The story of two districts 2,500 kilometers (1,600 miles) apart highlights that many key House races are dependent on suburban voters. While some in Brindisi are more rural and working class than the more educated and cosmopolitan outskirts of Houston, a primary factor will be how Trump is viewed in the district.

And that is a problem for the Republican Party.

Two years after a 40-seat increase fueled by victories in suburbs prompted Democrats to seize control of the House of Representatives, Republicans’ hopes of regaining the majority are collapsing along with Trump’s approval ratings. Some fear the party will lose seats, an agonizing disappointment of its dream of ever regaining control.

“My fear for Republicans is that there simply are not enough rural voters to make up for the losses they have suffered in the suburbs in recent years,” said former Representative Charlie Dent, who is critical of Trump. “It is certainly possible for Democrats to take more seats,” he added.

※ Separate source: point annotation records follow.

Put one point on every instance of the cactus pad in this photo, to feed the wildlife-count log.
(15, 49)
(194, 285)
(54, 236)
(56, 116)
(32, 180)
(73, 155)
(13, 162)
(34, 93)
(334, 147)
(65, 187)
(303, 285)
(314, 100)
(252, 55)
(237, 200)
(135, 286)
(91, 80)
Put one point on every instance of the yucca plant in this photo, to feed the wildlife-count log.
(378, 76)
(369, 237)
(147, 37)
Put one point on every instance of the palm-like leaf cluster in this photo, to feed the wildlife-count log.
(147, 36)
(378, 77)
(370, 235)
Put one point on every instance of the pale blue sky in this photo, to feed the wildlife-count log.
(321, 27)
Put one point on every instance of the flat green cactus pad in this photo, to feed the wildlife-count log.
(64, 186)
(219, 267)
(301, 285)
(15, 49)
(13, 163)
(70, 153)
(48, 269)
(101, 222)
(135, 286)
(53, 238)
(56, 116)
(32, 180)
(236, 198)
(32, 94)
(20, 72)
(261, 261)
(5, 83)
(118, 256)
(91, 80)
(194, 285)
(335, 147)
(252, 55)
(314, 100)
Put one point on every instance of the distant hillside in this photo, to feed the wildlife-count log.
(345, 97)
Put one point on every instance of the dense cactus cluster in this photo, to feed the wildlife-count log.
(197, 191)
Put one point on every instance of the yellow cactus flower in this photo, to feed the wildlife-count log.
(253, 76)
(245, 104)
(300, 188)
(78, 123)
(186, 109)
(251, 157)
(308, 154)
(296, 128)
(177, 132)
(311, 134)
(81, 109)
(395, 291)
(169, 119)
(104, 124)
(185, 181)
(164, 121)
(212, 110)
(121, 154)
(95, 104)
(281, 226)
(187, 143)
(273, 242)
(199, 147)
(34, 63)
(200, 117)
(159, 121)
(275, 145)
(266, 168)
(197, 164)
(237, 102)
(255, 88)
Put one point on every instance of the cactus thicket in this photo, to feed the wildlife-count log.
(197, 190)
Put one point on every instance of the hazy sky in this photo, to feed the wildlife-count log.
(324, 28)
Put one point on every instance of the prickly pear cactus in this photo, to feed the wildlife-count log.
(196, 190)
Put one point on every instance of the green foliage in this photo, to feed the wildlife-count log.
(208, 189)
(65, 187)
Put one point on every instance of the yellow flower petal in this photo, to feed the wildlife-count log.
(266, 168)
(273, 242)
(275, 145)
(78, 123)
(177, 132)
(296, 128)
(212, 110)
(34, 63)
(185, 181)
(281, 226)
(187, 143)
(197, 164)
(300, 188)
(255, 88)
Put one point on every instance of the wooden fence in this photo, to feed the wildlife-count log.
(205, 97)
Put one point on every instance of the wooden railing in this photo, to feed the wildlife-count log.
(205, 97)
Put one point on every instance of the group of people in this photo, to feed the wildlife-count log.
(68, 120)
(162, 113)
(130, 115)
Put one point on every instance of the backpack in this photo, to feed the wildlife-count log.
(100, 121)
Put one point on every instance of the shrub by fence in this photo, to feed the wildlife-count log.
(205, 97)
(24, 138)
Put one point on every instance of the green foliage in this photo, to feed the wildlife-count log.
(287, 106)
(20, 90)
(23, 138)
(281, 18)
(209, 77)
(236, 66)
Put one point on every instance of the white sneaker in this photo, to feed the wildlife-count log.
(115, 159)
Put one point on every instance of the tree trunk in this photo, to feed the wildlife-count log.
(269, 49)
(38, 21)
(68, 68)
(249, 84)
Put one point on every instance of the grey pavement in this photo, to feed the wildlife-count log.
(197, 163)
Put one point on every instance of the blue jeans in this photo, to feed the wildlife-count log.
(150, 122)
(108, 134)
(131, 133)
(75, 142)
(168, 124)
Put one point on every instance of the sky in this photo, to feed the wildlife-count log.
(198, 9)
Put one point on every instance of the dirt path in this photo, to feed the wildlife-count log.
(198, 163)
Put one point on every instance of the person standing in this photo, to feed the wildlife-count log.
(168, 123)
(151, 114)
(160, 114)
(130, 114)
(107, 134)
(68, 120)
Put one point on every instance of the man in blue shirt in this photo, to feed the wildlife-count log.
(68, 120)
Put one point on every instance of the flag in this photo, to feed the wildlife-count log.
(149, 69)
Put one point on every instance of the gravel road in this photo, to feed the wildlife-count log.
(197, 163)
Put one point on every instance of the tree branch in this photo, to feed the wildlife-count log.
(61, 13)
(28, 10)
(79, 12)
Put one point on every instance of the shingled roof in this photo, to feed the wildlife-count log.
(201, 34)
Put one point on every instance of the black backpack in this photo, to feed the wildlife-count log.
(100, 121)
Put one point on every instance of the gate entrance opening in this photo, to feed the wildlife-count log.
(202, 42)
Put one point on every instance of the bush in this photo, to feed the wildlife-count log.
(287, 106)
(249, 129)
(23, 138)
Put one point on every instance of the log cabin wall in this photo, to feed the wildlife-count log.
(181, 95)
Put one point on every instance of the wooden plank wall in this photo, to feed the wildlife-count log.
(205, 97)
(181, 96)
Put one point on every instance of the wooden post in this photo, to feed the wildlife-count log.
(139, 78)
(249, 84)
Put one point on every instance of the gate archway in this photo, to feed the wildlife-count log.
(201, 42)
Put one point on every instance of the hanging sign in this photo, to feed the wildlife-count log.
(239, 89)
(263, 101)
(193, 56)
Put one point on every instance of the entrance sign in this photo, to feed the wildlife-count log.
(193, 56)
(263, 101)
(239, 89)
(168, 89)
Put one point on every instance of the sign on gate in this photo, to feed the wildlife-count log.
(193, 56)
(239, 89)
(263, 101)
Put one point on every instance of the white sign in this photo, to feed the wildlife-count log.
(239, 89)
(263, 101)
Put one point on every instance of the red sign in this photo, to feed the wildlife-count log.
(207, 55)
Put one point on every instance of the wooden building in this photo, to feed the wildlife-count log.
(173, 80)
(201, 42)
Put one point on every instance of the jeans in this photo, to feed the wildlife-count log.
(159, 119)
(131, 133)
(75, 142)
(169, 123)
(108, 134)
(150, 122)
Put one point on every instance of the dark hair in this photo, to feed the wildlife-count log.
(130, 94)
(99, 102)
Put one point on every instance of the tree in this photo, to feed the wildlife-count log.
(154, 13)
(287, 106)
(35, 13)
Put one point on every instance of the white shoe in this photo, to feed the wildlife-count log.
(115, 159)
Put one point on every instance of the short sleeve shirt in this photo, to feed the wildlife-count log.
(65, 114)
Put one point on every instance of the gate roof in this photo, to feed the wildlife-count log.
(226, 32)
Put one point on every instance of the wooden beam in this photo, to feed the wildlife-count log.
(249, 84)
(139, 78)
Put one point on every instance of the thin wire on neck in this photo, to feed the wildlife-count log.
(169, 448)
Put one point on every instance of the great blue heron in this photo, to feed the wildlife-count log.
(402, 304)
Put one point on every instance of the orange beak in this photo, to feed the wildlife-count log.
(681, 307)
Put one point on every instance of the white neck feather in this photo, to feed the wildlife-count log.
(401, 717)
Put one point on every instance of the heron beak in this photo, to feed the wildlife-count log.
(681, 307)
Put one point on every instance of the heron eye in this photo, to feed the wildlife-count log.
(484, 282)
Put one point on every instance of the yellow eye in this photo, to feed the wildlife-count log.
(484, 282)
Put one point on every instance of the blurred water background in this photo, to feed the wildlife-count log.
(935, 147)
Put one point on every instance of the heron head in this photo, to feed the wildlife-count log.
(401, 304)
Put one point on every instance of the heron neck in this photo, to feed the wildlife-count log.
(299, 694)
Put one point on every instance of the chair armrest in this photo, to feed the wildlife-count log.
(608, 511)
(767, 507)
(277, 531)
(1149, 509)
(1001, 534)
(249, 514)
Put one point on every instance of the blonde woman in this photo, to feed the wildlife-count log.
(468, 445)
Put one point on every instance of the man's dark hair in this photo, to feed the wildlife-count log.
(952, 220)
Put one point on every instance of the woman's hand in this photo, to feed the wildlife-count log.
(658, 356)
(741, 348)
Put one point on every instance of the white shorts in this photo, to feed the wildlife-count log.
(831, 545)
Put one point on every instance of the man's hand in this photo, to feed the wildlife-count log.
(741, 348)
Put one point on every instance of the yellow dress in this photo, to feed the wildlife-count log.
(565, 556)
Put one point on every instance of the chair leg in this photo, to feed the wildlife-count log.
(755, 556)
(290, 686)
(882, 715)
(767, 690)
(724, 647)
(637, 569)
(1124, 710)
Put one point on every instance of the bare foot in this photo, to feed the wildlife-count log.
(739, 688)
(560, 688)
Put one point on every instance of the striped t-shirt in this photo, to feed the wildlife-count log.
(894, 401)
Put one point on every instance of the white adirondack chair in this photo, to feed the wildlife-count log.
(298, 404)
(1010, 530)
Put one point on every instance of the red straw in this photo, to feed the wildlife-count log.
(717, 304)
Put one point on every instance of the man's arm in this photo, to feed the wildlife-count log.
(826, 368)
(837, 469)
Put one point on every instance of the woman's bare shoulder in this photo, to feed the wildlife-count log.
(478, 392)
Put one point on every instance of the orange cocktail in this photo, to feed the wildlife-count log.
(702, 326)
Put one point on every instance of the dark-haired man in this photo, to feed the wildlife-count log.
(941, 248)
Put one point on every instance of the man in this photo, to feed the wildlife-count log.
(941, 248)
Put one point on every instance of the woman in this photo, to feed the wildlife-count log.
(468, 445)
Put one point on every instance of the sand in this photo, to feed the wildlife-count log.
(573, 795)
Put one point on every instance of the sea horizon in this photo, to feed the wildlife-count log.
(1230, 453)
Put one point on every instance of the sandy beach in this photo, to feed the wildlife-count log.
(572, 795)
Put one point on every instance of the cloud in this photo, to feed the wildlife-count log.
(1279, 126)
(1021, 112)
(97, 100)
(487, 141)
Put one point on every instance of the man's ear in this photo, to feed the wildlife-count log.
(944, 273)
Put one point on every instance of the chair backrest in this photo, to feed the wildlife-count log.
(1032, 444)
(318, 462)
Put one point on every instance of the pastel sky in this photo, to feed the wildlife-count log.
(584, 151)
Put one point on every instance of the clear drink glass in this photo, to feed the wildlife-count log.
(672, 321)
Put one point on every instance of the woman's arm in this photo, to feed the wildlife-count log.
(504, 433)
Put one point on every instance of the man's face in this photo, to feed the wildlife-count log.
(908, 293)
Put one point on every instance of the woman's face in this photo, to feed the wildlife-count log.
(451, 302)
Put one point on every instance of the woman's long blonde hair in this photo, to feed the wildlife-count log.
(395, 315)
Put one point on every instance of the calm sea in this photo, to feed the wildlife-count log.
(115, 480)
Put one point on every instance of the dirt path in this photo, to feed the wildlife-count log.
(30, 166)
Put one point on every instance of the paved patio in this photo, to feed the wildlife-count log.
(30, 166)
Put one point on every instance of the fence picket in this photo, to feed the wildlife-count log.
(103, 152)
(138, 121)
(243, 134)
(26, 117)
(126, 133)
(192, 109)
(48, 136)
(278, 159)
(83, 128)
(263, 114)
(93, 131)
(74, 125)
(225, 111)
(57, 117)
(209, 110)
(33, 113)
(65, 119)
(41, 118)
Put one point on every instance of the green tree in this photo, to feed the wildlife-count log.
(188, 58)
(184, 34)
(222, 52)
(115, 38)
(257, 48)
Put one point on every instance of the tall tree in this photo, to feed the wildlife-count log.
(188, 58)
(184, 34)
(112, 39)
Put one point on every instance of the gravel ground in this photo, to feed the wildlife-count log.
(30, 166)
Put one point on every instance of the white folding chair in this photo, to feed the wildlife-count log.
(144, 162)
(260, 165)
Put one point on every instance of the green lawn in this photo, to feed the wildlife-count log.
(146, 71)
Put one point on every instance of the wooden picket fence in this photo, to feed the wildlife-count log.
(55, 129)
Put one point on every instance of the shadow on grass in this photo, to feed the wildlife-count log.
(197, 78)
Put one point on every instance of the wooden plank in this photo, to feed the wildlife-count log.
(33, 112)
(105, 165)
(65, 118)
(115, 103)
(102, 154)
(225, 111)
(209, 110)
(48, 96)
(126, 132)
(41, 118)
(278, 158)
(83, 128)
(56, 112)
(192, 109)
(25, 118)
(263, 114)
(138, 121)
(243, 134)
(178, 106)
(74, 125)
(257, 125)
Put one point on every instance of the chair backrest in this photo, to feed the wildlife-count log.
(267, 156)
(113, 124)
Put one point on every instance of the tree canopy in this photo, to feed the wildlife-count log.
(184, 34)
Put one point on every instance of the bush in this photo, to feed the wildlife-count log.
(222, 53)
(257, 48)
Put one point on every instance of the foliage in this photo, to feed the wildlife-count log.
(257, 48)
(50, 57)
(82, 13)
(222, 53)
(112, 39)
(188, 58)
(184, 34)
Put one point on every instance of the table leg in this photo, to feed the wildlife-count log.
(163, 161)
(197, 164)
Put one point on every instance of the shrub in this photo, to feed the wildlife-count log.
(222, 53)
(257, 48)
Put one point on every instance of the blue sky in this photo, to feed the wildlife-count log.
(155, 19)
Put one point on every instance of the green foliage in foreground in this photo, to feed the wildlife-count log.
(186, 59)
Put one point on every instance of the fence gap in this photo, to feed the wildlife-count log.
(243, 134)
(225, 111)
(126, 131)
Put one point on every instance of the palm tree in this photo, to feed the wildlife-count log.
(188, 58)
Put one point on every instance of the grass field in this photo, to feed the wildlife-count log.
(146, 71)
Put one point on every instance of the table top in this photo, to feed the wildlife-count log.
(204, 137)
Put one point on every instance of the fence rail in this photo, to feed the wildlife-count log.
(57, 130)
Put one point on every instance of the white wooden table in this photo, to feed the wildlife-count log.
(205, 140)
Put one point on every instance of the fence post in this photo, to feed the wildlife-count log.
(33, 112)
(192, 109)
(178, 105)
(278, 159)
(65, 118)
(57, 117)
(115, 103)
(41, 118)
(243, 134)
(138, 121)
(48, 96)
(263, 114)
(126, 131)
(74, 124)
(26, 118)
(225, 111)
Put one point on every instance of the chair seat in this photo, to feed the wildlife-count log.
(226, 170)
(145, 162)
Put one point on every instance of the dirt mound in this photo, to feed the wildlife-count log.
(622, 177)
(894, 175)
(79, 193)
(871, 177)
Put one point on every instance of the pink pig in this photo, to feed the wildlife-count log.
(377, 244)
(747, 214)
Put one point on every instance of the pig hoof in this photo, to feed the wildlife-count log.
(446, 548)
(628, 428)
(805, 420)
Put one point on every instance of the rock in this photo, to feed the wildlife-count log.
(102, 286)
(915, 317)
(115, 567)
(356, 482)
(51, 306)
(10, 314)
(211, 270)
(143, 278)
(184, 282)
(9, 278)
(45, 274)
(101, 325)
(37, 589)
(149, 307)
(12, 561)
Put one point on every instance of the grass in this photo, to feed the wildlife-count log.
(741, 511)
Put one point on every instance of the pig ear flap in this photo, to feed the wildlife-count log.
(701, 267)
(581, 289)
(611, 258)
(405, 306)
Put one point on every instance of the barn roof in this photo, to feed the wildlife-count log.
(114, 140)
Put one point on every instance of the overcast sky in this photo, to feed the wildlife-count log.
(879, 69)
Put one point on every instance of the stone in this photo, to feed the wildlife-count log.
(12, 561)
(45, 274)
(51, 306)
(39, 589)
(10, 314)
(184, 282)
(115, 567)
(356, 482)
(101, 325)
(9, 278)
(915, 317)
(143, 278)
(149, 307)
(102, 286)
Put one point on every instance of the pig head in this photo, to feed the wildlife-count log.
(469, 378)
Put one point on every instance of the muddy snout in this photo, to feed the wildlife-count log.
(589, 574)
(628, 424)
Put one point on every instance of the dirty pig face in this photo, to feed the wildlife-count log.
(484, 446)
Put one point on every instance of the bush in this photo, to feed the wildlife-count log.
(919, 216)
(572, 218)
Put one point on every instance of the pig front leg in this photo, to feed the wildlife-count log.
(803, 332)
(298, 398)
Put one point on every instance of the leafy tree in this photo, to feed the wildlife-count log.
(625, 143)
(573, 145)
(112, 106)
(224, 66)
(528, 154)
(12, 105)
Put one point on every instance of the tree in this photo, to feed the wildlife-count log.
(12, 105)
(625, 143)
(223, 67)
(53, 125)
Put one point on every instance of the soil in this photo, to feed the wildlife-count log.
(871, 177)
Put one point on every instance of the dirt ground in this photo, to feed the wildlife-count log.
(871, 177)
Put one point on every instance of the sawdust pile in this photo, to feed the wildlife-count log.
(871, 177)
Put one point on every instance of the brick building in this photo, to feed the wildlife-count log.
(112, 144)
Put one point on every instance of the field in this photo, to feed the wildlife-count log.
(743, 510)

Democrats have a list of potential seats, including half a dozen Republican seats in Texas, plus others in Atlanta, Cincinnati, Los Angeles and Phoenix. They hope to win traditionally Democratic areas like Alaska, Indiana, Missouri, Nebraska and Virginia, while expelling Representative Jeff Van Drew from New Jersey, who left the Republican Party last year.

“We continue on the offensive,” said Rep. Cheri Bustos, who heads the Democrats’ campaign organization in the House of Representatives. She did not predict how many seats her party would win.